Step 6: Add the greens in stages
Stir the hardy greens (mustard greens or bok choy stems) into the simmering stew and cook 5 minutes. Add the watercress and spinach and cook just until wilted and vivid green, 2–3 minutes. If using brède mafana, add it with the tender greens and cook 1–2 minutes to preserve its distinctive tingle.
Step 7: Serve
Spoon hot rice into bowls. Ladle the romazava over the rice, ensuring each bowl gets beef, greens, and plenty of clear, aromatic broth. Serve immediately while steaming.
Pro Tips
- Keep it gentle: a lively simmer clouds the broth. Aim for 185–195°F and skim foam early.
- Slice aromatics, don’t mince: thin slices of ginger and garlic perfume the broth without dominating.
- Greens balance: use a mix of hearty and tender leaves for depth and texture; add tender greens last.
- Brède mafana note: add in the final minutes to keep its signature mouth-tingling quality.
- Pressure cooker option: cook beef with aromatics and liquid on high pressure 25 minutes, natural release 10; add greens off sauté mode, 2–3 minutes.
Variations
- Chicken Romazava: swap beef for 1.5 lb bone-in chicken thighs; simmer 30–35 minutes.
- Vegetarian: use 12 oz mushrooms (oyster/shiitake) instead of beef; use vegetable stock; simmer 20 minutes.

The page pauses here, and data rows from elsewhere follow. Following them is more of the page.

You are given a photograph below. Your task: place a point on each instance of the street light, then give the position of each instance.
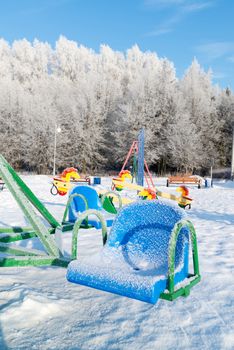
(57, 129)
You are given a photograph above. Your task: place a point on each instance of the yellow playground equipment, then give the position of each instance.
(183, 200)
(63, 183)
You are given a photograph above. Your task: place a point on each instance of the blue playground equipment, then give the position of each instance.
(146, 255)
(85, 197)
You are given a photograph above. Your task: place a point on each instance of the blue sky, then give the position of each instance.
(177, 29)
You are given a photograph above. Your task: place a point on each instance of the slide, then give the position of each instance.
(134, 261)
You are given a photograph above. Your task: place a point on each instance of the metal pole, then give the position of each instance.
(55, 145)
(232, 166)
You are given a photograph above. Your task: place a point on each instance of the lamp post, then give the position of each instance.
(57, 129)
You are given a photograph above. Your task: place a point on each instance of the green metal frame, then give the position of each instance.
(194, 278)
(109, 207)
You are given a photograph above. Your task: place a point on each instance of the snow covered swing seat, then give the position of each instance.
(146, 252)
(83, 198)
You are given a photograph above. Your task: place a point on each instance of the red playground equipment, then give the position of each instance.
(63, 183)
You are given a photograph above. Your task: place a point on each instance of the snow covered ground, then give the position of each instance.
(39, 309)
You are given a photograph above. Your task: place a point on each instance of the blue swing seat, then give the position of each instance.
(78, 206)
(134, 261)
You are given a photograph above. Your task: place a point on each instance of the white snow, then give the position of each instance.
(39, 309)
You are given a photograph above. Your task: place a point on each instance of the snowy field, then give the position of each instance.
(39, 309)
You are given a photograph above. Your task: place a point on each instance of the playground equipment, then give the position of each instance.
(36, 214)
(83, 198)
(2, 183)
(189, 180)
(145, 257)
(140, 167)
(153, 193)
(123, 176)
(64, 182)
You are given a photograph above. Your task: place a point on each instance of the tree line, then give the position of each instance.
(101, 100)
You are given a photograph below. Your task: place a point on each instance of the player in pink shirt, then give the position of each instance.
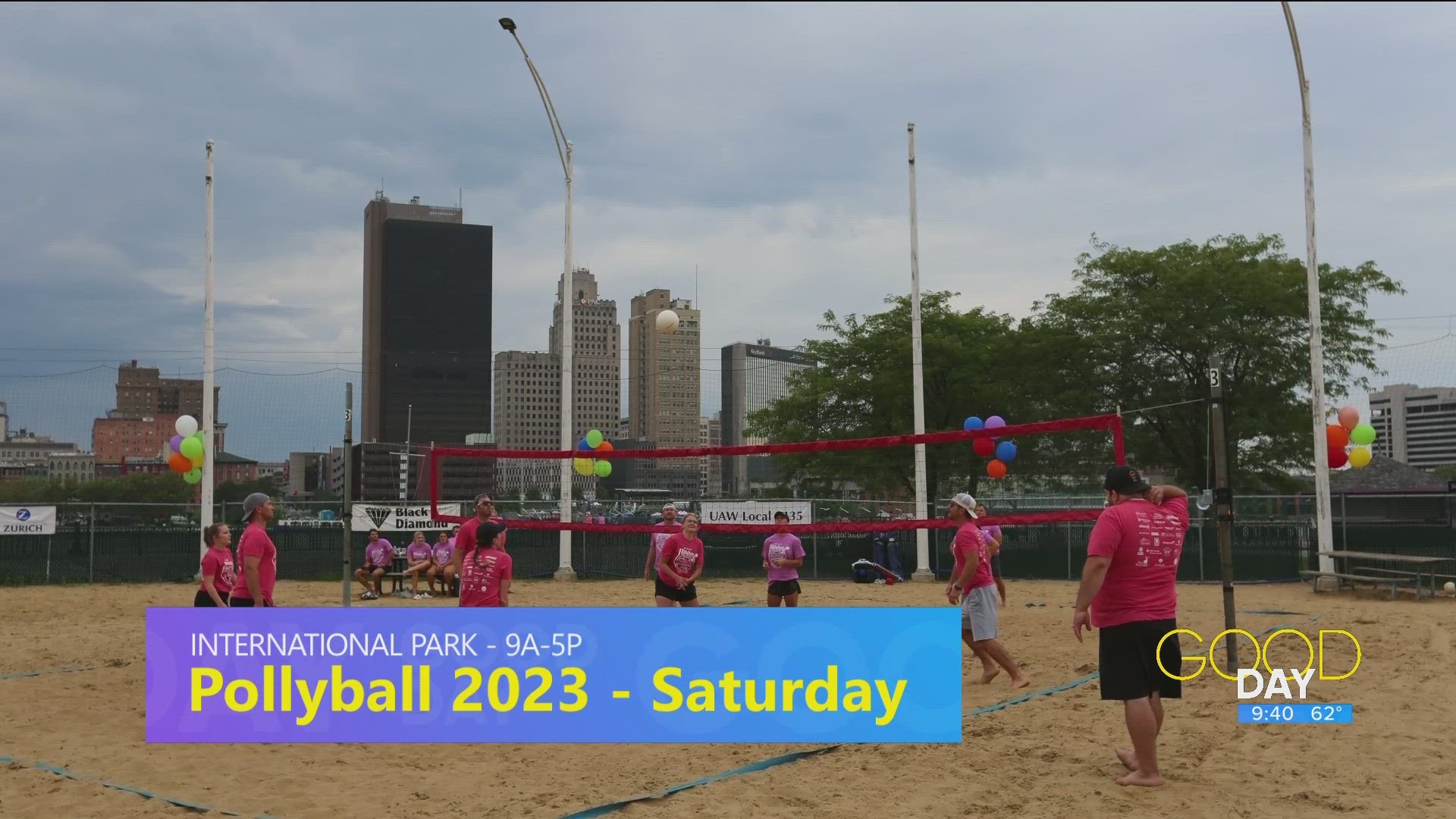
(1128, 592)
(485, 576)
(783, 556)
(974, 591)
(419, 557)
(440, 567)
(657, 539)
(256, 556)
(379, 556)
(680, 567)
(218, 567)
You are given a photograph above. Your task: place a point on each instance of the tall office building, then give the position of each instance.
(1416, 426)
(528, 390)
(427, 324)
(753, 376)
(664, 384)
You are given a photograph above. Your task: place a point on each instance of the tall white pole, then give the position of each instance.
(568, 435)
(922, 537)
(209, 376)
(1316, 350)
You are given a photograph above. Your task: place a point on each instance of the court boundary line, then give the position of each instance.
(795, 757)
(69, 774)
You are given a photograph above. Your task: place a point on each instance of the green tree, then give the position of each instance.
(862, 388)
(1141, 327)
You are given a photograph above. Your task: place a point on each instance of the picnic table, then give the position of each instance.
(1419, 563)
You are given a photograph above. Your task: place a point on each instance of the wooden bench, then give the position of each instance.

- Spicier: double the chilies and add a few with seeds; keep some sliced fresh chili for garnish.
Storage & Make-Ahead
Refrigerate stew up to 4 days; store rice separately for 4 days. The broth’s flavor deepens overnight. Reheat gently on the stovetop until steaming, avoiding a rolling boil to preserve the greens’ color. Freeze stew (without rice) up to 2 months; thaw overnight in the fridge and reheat gently. If freezing, add the tender greens after reheating for brightest results.
Nutrition (per serving)
Approximate values (stew with 1 cup cooked rice): 590 calories; 38 g protein; 56 g carbohydrates; 23 g fat; 3 g fiber; 720 mg sodium. Actual values vary by cut of beef, broth, and salt.